Виктор отвернулся и полез за новой сигаретой.
— А почему «вы»? Разве не мечтали мы с тобой в детстве свалить «рогатую камбалу»? Разве не говорил об этом наш дед? Разве не думали все наши пра — прадеды? Вся летопись проклятиями эланцам исписана.
— Так то ж мы думали, а они иделают, — не нашел ничего лучшего ответа Виктор. — Прочел я енту книжицу, котору подневольный космонаут в халупу медицинску старшому начальнику принес.
— А, «Имперский сплетник», журнал. Знал бы ты, как все на самом деле бывает… — с досадой сказал Конечников.
— Шо, брешут писаки? — с надеждой спросил брат.
— Врут. Но на самом деле, все гораздо хуже.
— А зачем? Кому енто надоть?
— Кому? — Конечников зло усмехнулся. — Тому, кто нашу смерть ест и пьет, кому наша смерть — как сладкая коврижка. Правителям нашим. Если бы не это, они давно бы ответили за все свои «добрые» дела. А так они мостят ложь на ложь и заставляют других признать это правдой.
— Но зачем? — поразился и испугался брат.
— Власть, деньги, сила.
— Но зачем?
— Наверное, чтобы у них было, а у других не было.
— Разве ж так можно? Разве нельзя по-другому?
— Можно, — поколебавшись, ответил Конечников. — Давным-давно людей было немного. Все делали машины. У каждого было все, что ему нужно. И не было нужды людям воевать друг с другом.
— Ты стал дедовы сказки пересказыш, — усмехнулся Виктор. — Так не быват.
— Бывает…
— Не… — замотал головой Виктор. — Не могет того быть.
— А ты представь, что это правда.
— Мыслю я, что не только за хавку и барахло людишки друг друга колотить будут.
— Верно, — заметил Федор. — Не только… За власть или просто силу проявить. Только надо ли? Все есть…
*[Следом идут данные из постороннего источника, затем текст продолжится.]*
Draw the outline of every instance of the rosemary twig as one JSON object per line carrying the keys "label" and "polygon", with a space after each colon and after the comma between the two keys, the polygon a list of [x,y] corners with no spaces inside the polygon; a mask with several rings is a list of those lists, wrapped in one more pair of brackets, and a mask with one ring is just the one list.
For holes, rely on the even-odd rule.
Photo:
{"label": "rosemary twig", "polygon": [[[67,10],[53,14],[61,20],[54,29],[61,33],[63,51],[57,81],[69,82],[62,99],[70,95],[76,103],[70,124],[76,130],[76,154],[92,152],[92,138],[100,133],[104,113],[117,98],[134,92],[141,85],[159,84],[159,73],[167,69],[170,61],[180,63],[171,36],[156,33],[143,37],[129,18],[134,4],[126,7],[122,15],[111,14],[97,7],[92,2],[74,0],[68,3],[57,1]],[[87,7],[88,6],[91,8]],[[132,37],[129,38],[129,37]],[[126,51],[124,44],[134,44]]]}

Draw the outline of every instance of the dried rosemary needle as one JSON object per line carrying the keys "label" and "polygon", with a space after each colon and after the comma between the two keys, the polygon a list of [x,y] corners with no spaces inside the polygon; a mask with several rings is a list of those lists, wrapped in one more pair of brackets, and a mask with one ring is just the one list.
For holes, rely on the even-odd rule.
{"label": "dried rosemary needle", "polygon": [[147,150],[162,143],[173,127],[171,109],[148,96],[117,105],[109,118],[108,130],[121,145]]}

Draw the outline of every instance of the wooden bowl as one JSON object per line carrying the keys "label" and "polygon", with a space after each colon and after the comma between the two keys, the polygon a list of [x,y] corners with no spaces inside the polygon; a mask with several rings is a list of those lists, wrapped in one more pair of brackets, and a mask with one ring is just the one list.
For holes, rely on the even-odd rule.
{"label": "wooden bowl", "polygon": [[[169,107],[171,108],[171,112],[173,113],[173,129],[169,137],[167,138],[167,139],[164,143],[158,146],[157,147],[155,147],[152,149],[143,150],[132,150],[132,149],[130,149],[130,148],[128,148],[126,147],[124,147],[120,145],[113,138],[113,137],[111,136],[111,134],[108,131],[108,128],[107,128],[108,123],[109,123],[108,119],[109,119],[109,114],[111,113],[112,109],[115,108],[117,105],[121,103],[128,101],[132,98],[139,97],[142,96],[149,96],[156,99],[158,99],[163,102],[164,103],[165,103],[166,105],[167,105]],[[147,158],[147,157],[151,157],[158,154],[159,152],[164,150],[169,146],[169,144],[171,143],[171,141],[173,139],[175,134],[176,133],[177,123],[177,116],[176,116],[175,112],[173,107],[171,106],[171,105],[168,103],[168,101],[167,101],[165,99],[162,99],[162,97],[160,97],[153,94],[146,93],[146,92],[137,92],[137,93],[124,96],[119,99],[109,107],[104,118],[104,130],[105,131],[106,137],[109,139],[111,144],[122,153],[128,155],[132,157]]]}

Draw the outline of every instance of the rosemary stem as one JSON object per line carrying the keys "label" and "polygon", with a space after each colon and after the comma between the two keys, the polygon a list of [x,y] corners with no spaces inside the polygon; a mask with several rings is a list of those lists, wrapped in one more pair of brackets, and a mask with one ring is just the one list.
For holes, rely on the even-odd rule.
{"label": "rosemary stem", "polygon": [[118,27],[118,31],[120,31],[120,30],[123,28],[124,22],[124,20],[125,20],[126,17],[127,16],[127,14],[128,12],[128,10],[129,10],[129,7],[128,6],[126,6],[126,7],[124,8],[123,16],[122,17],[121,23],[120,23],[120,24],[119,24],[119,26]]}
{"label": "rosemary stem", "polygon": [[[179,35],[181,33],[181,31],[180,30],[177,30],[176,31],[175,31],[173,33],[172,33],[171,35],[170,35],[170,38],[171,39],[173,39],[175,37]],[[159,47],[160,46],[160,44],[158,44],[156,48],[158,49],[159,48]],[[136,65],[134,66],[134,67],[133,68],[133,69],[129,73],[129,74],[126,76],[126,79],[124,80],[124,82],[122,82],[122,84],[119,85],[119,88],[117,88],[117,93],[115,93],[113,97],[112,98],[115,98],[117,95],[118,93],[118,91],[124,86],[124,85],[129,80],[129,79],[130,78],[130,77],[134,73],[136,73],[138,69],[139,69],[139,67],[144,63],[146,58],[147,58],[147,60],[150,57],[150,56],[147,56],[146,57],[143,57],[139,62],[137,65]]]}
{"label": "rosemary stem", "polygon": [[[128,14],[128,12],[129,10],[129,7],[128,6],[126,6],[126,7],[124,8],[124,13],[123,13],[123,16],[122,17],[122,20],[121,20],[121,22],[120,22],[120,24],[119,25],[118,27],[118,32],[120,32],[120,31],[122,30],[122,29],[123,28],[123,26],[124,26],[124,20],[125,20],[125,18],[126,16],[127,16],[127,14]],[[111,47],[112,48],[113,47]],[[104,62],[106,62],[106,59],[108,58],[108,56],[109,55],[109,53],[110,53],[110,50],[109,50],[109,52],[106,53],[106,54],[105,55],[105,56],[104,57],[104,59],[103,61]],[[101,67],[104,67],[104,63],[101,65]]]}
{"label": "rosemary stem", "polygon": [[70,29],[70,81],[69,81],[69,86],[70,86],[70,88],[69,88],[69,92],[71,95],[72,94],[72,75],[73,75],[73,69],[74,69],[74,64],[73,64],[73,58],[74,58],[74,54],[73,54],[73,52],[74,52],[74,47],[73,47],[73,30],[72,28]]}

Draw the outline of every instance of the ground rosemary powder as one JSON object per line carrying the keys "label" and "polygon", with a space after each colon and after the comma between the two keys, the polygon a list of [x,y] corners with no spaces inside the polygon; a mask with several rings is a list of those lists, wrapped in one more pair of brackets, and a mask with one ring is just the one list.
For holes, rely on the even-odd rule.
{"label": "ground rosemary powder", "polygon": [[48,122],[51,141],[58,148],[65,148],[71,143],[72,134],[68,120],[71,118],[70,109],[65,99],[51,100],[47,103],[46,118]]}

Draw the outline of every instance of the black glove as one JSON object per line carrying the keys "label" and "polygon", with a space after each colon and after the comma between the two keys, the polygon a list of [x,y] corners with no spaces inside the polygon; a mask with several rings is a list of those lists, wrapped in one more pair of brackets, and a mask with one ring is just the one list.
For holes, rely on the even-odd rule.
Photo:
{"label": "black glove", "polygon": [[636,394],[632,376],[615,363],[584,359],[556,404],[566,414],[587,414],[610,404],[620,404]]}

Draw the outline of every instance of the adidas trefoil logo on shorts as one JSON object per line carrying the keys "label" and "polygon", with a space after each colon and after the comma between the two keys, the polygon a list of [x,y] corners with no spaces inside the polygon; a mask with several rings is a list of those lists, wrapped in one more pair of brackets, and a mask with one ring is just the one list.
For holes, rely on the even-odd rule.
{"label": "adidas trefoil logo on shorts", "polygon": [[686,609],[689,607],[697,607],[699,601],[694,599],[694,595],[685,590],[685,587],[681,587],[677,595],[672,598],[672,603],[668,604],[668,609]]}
— От ты ж… Не знаю, что б я делати бы стал, — Виктор почесал в затылке. — Взглянуть не пристально, если, то — лепота. Ничего делать не надоть, пахати не надоть, сеять не надоть, в лес за зверем ходить не надоть. Руку протянул — харч, другую потянул — самогонка. Отросток взлетел — только подумал, и готово дело, баба теляшом. Ей тоже мести не надо, стряпать не надо, за дитями смотреть не надо. Об одном, поди, и думает, как на елде попрыгать. Ты думаешь то лепота… А я мыслю — скучно это. Не протянул бы долго. Тоже не по-людски, не по совести. Добывать все это надо, трудиться. Умению свою, руки прикладывать. А иначе, зачем это все? Как тогда радоваться и гордиться своим добром, если у трудника и у лодыря все одинаково?
— А никак, — ответил Конечников.
— Это как жа? Такого и быть не должно, жить то зачем тогда, — запальчиво произнес Виктор.
Лицо у него побагровело, ладони сжались…
— Две с половиной тысячи лет так жили.
— Откуда тебе Федя про то знать? — более спокойно спросил Виктор.
— Читал про то, — ответил Конечников.
— Был дед Арсений — летописец, стал Федор — летописец, — со вздохом ответил брат. — Было, прошло, однако. К лучшему, по разумению моему. Зачем голову забивать.
Конечников подумал, что если бы он добавил про то, что люди были лишены возможности проявлять свои чувства и рожать детей, как требовала их природа, то Витька бы просто кинулся в драку. А то, что они променяли удобство и спокойствие на короткую жизнь полную болезней, лишений и опасностей, брат воспринял бы как само собой разумеющееся.
— Может ты и прав.
— Скажи, Федя, раз ты все знаш, — зачем вы космонауты к нам пристали? Чей-то вам надо, что вам там в своем далеке не сидится? Там бы и космонаутством своим промышляли.
Конечников не стал заострять внимание, что Виктор отнес и его к «космонаутам».